The idea is the Charitable Family Limited Partnership (CFLP ), which is a charitable giving vehicle that provides a substantial gift to charity, produces income tax savings for the donor, transfers significant wealth to the donor's descendants and allows a means for the donor's family to retain control over the transferred assets.
The basic structure of the CFLP is that senior members, usually parents, contribute appreciated assets to a limited partnership in exchange for general and limited partnership interests. The general partners, usually the parents, manage the affairs of the partnership and typically receive a reasonable management fee for their services. (If this fee is unreasonable, great damage is done to the integrity of this planning option.) The limited partners do not participate in the CFLP's management. As general partners, the parents retain control over the property transferred to the partnership. In addition, they control the entity or person selected as investment advisor, so they determine the partnership's investments and when and if any distributions will be made out of the partnership.
Once the partnership is formed, the parents transfer a small portion of their limited partnership interests to their children. They contribute their remaining limited partnership interests to charity, claiming a charitable income tax deduction for their full fair market value at their appropriate valuation.
The partnership then sells the appreciated property. Because the partnership income is allocated to partners in accordance with their pro rata shares and the charity owns nearly all of the limited partnership interests, nearly all of the gain is allocated to the charity, which is tax-exempt. Therefore, most of the gain escapes taxation. This eliminates the need for the partnership to make tax distributions (assuming the other partners are otherwise able to pay their relatively small tax), and leaves more property in the partnership from which the children will benefit.
The proceeds of this sale are reinvested. Eventually the partnership liquidates, and the charity receives its share of the reinvested assets. The partnership also may make pro rata distributions to the partners that could provide an immediate benefit to charity and to the children, as well as to the general partners, but probably to a more limited extent.
An alternative to giving the charity a steady share of the reinvested assets is giving it a "put" right, which requires the partnership to buy the charity's interest after a period of time. The price that the charity will receive may be discounted to reflect the lack of marketability of the limited partnership interest and the fact that the charity has no management control. A discount also may be appropriate because the charity will be liquidating its interest before the end of the partnership's term. The remaining assets then belong to the other partners, usually the donor's children and the donors themselves, who receive a lesser portion. Because the amount the partnership pays to redeem the charity's limited partnership interest is discounted, the amount of the discount is effectively transferred to the remaining partners. Thus, significant wealth is transferred to the children, free of gift and estate taxes, making this technique superior to some of the more familiar wealth-transfer devices, such as charitable lead annuity trusts and charitable remainder trusts.
Before the gift of the partnership interest to the charity, it is vital that there is no agreement for the partnership to buy back that interest.
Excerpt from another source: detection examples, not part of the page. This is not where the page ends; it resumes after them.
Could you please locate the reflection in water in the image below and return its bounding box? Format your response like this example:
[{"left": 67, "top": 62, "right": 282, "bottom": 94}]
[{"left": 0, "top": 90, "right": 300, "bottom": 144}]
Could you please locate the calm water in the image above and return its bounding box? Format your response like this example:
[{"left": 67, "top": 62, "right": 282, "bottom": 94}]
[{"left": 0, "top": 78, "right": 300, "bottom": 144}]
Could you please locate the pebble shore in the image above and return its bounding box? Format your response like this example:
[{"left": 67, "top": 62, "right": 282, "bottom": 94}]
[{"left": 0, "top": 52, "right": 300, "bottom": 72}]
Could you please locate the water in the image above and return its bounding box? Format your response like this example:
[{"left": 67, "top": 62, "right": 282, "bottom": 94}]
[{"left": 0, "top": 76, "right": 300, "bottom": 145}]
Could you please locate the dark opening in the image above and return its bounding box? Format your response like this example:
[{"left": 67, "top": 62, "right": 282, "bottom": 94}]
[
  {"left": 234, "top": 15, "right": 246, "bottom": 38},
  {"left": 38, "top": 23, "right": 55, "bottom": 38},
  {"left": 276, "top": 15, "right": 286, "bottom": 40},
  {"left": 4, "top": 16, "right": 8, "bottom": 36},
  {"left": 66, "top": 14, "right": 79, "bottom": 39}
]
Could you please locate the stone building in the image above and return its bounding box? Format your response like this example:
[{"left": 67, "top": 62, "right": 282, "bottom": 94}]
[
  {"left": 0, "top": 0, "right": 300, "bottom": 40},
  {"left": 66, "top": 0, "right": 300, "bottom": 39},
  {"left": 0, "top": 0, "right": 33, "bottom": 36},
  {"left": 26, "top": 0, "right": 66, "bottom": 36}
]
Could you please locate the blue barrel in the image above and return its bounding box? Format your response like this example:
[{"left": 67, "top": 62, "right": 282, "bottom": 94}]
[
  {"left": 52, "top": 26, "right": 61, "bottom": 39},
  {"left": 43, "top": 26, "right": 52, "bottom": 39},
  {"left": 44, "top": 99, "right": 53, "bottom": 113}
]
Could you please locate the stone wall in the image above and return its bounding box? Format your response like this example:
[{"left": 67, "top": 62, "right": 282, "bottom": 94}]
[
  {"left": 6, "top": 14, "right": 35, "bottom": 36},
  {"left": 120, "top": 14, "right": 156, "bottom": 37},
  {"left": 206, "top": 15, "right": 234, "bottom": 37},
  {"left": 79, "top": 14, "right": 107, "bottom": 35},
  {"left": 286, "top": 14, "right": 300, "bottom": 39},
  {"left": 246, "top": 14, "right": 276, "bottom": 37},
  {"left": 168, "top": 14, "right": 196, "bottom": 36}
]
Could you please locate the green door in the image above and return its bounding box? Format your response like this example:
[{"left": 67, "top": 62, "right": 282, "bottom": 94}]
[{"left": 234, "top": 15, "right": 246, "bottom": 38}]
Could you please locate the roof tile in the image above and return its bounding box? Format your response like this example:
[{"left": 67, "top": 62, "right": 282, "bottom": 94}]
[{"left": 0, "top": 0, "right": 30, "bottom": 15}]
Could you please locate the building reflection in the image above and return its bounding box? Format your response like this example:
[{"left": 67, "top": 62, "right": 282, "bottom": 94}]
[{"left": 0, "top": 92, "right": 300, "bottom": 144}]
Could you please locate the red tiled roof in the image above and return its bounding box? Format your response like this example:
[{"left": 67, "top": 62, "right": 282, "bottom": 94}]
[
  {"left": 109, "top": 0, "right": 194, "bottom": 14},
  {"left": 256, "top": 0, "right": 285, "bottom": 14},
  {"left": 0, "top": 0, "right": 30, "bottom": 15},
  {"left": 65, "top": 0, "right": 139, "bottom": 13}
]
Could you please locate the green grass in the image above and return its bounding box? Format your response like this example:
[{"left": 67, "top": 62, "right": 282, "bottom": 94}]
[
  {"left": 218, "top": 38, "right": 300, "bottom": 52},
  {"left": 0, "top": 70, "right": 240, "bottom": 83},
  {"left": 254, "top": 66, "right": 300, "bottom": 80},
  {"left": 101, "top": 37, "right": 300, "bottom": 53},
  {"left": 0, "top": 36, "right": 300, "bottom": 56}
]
Such an arrangement could lead to a finding that the gift was not complete and cause the collapse of one of the pillars upon which this technique stands.
Remember that if the charity does not exercise its put right and instead retains its limited partnership interest until the dissolution of the partnership, the charity will realize the full, nondiscounted value of its interest. In such cases, the CFLP's estate planning benefits-the transfer of the amount of the discount reflected in the purchase price for the charity's limited partnership interests-is forever lost.
Since a picture is worth a thousand words, an example (somewhat complicated but worth the effort) is worth a thousand words. For example, parents own appreciated securities and would like to sell them to diversity their investments, but have hesitated to do so because of the substantial capital gain they would incur, even at a 20% rate. The parents would like to transfer most of their wealth to their son, but also are interested in providing a benefit to charity. It is vital to understand that there must be a charitable element to the parents' objective or this technique is not the right one. It does mean that this concept might transfer both more to charity and more to their son than many other ways of proceeding, but it is a sharing of benefits between the charity and the family.